IruCa (イルカ, Iruka) is a rechargeable contactless smart card ticketing system for public transport introduced by Takamatsu-Kotohira Electric Railroad (Kotoden) in Takamatsu, Japan from February 2, 2005. The name comes from IC and iruka (dolphin or need), the latter being the mascot character of the company. The Dolphin character made 2002 and to cautionary lesson to employees used to be disliked by the locals by bad behavior of them at that time. "Iruka" was from someone said "Kotoden wa iruka, iranai ka?" or "Is the people need us, or not?", an employee meeting when soon after fail the company. Just like JR East's Suica or JR West's ICOCA, the card uses RFID technology developed by Sony corporation known as FeliCa. As of July 2006, 77,000 cards are issued.
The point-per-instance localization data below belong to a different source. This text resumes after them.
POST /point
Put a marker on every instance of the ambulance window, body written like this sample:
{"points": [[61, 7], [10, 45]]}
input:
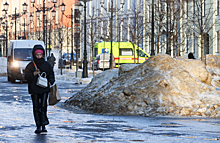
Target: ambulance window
{"points": [[141, 53], [125, 52]]}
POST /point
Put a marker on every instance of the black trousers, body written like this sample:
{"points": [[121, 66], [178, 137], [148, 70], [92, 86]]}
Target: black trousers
{"points": [[40, 109]]}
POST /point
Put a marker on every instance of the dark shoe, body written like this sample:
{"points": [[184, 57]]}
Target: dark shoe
{"points": [[38, 130], [44, 129]]}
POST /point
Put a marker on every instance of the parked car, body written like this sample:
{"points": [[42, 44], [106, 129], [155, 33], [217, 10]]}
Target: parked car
{"points": [[18, 57], [103, 60]]}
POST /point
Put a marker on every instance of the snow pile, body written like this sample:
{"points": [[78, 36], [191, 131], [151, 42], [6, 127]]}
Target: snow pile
{"points": [[213, 66], [160, 86], [126, 68], [3, 65]]}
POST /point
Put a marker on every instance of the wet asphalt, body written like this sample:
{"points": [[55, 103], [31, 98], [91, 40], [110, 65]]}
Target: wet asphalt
{"points": [[73, 125]]}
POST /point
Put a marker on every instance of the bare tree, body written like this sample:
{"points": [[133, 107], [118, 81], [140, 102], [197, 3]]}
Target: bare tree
{"points": [[202, 21]]}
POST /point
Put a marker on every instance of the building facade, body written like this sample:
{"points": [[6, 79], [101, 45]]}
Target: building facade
{"points": [[57, 29]]}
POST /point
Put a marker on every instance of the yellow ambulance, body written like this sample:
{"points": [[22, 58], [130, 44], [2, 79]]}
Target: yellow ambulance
{"points": [[123, 52]]}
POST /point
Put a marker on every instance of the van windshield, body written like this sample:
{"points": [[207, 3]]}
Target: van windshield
{"points": [[23, 54]]}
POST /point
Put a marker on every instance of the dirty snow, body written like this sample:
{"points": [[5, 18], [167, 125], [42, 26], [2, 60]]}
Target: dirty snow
{"points": [[160, 86]]}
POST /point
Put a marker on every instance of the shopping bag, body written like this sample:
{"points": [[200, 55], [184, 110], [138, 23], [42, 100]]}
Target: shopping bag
{"points": [[54, 96]]}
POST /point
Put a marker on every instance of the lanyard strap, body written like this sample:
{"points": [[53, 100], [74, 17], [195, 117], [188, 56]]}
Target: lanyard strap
{"points": [[34, 65]]}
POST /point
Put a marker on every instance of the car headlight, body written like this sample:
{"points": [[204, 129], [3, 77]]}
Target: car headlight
{"points": [[15, 64]]}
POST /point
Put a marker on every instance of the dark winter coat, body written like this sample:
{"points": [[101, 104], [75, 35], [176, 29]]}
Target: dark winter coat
{"points": [[43, 66]]}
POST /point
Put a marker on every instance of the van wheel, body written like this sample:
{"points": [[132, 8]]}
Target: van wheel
{"points": [[12, 80], [9, 79]]}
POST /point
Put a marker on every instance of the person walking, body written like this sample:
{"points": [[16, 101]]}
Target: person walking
{"points": [[52, 59], [39, 94]]}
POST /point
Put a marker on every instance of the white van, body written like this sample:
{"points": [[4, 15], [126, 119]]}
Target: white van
{"points": [[19, 55]]}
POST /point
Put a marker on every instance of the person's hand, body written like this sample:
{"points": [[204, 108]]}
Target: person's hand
{"points": [[36, 73]]}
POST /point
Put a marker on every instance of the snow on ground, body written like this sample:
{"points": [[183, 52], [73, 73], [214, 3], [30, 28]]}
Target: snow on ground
{"points": [[160, 86], [3, 65]]}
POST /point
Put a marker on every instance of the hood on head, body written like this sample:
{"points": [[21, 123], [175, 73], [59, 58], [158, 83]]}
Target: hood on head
{"points": [[38, 47]]}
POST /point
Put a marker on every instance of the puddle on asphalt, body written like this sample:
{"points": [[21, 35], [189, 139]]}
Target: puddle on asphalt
{"points": [[167, 125]]}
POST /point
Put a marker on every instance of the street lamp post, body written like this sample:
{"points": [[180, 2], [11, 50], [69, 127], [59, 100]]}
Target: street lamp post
{"points": [[85, 63], [6, 5], [44, 9], [111, 25], [70, 17], [5, 26], [152, 30]]}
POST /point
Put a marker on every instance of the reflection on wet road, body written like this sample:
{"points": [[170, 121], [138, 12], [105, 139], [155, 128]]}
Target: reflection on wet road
{"points": [[74, 125]]}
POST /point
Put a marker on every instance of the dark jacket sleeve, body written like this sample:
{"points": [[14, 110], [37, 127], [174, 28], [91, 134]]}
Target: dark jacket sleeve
{"points": [[51, 77], [29, 73]]}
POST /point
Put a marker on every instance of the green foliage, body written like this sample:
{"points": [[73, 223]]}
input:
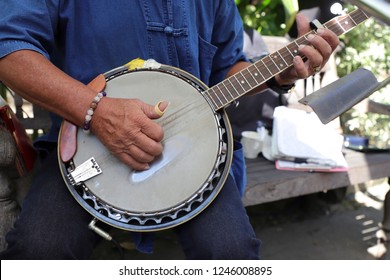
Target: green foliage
{"points": [[268, 17], [367, 46]]}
The card is usable in all the Kotoden railway lines, as well as Kotoden bus lines. The function as an electronic money is also experimented in the limited number of stores in Takamatsu, including Tenmaya Department Store.

==Types of cards==

- IruCa commuter pass: A rechargeable commuter pass.
- IruCa ticket:
  - Free IruCa: Blue. A blank card that doesn't need a registration.
  - School IruCa: Yellow. Students of some selected schools can use this.
  - Senior IruCa: Purple. For 65 years old or above.
  - Kids IruCa: Red. For elementary school students.
  - Green IruCa: Green. For handicapped customers. Fares always become half priced.